The third thing is, yes, it was good to worry about American safety overseas, and that’s why, ostensibly, after 9/11, we went into Afghanistan, Iraq, or we take out the nuclear—but if you look, since 1990, when we first had figures, there’s some 900,000 people who have overdosed or killed themselves from foreign imported opiates, and particularly fentanyl, often disguised as designer drugs intended to kill Americans through Chinese agency and cartel fabrication in I guess we would call them pill factories in Mexico and parts of Latin America.
So, these drug interdictions are saving American lives. And he’s saying to the nation, it doesn’t do any good to spend billions of dollars and defend the borders and intervene all over the world if in your backyard you’re losing more people from all the battles combined since World War II. More than Vietnam, more than Korea, more than Iraq, more than the first Gulf War, more than Afghanistan—900,000 dead, 75,000 to 80,000 a year. For now, we’re getting close to the 35th year of this. And he’s trying to stop that.
He ended, as I said, DEI, which was amazing because what had happened—the Left had always despised the Pentagon. They had always tried to rake the generals over the coals. We knew that stereotype of the radical Democratic Party.
But the last 10 years, especially under the Obama administration, they said: Wait, wait, wait, wait. They have the chain of command. They don’t have to argue in Congress. They don’t have to get a bill passed. All we have to do is bring these generals and admirals in here, especially under a Democratic Obama or Biden administration, and say, you’re gonna do this, and you’re gonna do this. Abortion. You’re gonna make that base have abortion to everybody. DEI, you’re gonna make that artillery unit have—so, they could get an instant fiat right through the chain of command.
And all of a sudden, Pete Hegseth came in and said: You’re abusing the military for your political agenda. We’re not gonna do it anymore.
A couple of other things: Pete Hegseth, compared to what?
I didn’t hear anybody say that Lloyd Austin might have had a conflict of interest coming out of Raytheon right into the secretary of defense. Was that a good paradigm that we’re doing? Generals go out of the Pentagon, they go to defense contractors, then they rely on their former subordinates for, maybe, advice about which weapon systems to buy, and then they often go back into government in retirement, and then they’ll go back again to these defense? What Eisenhower warned us about the military-industrial complex.

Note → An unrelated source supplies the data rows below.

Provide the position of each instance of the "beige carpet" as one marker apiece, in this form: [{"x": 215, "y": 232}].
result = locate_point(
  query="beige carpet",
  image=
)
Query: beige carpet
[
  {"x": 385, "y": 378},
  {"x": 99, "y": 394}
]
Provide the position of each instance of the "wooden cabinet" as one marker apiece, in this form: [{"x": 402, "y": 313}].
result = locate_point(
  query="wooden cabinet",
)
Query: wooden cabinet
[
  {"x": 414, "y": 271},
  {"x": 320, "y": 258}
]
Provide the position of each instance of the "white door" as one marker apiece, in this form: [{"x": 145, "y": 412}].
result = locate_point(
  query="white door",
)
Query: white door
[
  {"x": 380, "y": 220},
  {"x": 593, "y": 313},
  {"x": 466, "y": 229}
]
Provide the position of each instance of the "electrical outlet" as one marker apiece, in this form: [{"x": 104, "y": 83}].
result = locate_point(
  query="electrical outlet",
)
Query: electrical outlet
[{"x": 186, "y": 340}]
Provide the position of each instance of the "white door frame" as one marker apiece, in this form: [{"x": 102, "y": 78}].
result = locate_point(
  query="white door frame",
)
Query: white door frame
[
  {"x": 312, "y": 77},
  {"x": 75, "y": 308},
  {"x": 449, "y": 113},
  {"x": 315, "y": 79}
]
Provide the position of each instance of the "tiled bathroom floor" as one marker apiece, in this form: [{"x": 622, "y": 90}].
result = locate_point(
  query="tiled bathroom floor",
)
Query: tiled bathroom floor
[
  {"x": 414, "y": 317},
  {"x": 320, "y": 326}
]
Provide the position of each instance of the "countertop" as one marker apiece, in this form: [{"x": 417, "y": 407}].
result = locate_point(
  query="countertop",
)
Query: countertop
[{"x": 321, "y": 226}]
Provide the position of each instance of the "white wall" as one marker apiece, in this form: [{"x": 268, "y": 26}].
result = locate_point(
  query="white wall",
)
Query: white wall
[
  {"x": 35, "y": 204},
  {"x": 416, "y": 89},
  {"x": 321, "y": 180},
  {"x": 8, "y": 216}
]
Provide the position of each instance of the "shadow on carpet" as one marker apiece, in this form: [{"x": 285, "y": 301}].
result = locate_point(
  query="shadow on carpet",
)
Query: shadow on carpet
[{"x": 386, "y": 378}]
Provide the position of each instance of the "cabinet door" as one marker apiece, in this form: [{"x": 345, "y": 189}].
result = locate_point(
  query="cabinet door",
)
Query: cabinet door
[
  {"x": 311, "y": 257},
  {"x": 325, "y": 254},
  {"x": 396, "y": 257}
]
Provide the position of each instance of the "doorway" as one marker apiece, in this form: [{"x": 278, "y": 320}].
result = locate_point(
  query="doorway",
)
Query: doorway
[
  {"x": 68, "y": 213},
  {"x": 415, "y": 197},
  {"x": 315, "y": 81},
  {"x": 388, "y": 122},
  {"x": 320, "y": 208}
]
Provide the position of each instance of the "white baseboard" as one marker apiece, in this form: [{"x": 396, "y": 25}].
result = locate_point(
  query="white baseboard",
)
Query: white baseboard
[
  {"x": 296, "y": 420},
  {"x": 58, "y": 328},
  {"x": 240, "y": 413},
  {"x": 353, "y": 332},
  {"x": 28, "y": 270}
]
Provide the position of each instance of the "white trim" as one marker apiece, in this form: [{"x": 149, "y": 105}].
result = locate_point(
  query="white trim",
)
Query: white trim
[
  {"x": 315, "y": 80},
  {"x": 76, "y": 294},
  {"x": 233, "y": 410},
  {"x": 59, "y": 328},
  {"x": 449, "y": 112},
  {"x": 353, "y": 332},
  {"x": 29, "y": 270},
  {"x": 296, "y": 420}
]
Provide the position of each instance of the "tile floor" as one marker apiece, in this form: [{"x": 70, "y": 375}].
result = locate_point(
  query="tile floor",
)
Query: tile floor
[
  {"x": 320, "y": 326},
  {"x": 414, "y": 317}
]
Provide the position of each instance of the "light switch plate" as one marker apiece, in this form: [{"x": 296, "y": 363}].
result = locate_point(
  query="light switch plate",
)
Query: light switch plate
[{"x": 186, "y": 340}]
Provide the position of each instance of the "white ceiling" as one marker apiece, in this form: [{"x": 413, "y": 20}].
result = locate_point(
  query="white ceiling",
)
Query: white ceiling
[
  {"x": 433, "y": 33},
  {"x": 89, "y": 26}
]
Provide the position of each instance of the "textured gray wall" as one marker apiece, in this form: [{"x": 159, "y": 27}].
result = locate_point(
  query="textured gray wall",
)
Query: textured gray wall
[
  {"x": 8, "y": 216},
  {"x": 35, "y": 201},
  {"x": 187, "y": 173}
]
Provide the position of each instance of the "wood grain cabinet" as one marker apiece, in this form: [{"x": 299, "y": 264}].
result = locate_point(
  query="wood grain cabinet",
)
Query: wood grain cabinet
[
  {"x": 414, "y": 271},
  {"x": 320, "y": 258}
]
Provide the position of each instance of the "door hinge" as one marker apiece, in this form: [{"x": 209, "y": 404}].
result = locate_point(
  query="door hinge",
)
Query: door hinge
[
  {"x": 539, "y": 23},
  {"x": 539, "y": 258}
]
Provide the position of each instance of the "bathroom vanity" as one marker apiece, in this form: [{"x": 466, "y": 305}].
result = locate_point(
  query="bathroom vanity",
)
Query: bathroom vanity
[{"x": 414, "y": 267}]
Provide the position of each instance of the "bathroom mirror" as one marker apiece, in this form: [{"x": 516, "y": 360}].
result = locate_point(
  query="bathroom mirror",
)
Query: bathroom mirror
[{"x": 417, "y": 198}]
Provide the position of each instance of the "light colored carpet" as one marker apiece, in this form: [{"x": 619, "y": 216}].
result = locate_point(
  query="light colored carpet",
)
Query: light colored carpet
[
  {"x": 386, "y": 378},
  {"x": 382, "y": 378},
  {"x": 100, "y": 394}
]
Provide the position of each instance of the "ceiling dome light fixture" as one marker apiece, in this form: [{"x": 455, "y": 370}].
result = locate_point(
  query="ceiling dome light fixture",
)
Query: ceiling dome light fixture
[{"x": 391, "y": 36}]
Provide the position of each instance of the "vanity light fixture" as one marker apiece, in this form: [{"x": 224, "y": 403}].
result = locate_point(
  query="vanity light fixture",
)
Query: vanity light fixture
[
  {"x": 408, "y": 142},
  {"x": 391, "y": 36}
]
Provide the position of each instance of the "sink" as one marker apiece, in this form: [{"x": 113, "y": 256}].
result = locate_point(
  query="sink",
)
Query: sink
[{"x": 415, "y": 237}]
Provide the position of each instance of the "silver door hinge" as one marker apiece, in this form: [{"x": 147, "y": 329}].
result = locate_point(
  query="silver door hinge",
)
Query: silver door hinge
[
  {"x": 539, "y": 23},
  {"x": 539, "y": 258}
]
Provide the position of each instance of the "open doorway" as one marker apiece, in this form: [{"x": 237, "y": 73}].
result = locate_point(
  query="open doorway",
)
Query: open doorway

And Lloyd Austin was AWOL for seven days. We never knew where he was. Did anybody suggest he should step down? No.
So, this is political. And the calls for Pete Hegseth to step down—it’s ridiculous.
And finally, about the drug interdiction. We’ve had about 30 of these. Are we all suffering from collective amnesia? President Barack Obama, on the Pakistani-Afghan border, Somalia, somewhat in Libya, in Afghanistan, in Syria, Iraq, was a master of Predator drone assassinations. He didn’t kill, I don’t know, 60 or 70 narco-terrorists on 30 boats or more. He killed over 500 people, including a 16-year-old U.S. citizen.
And when he was asked about this, according to Mark Halperin’s co-authored book, he said: You know, I never really knew that I was pretty good at killing. Pretty good at killing. It suited me. That’s what Obama said.
He also said at the White House Correspondents’ Dinner, he joked about using Predators and killing people. He said, if people wanted to date his daughter, they better be careful because of Predators. In other words, that his hallmark, his brand, had been Predator assassination. That’s kind of a very light way of approaching human assassination, if you ask me.
What am I getting at? If you look at what Pete Hegseth has actually done, it was long overdue, and he’s doing it very well. And the criticism against him has two themes: It’s entirely political, and it’s not symmetric. Everything they said about Pete Hegseth in a negative context could have been applied to both the Obama and Biden administration, and much more egregiously.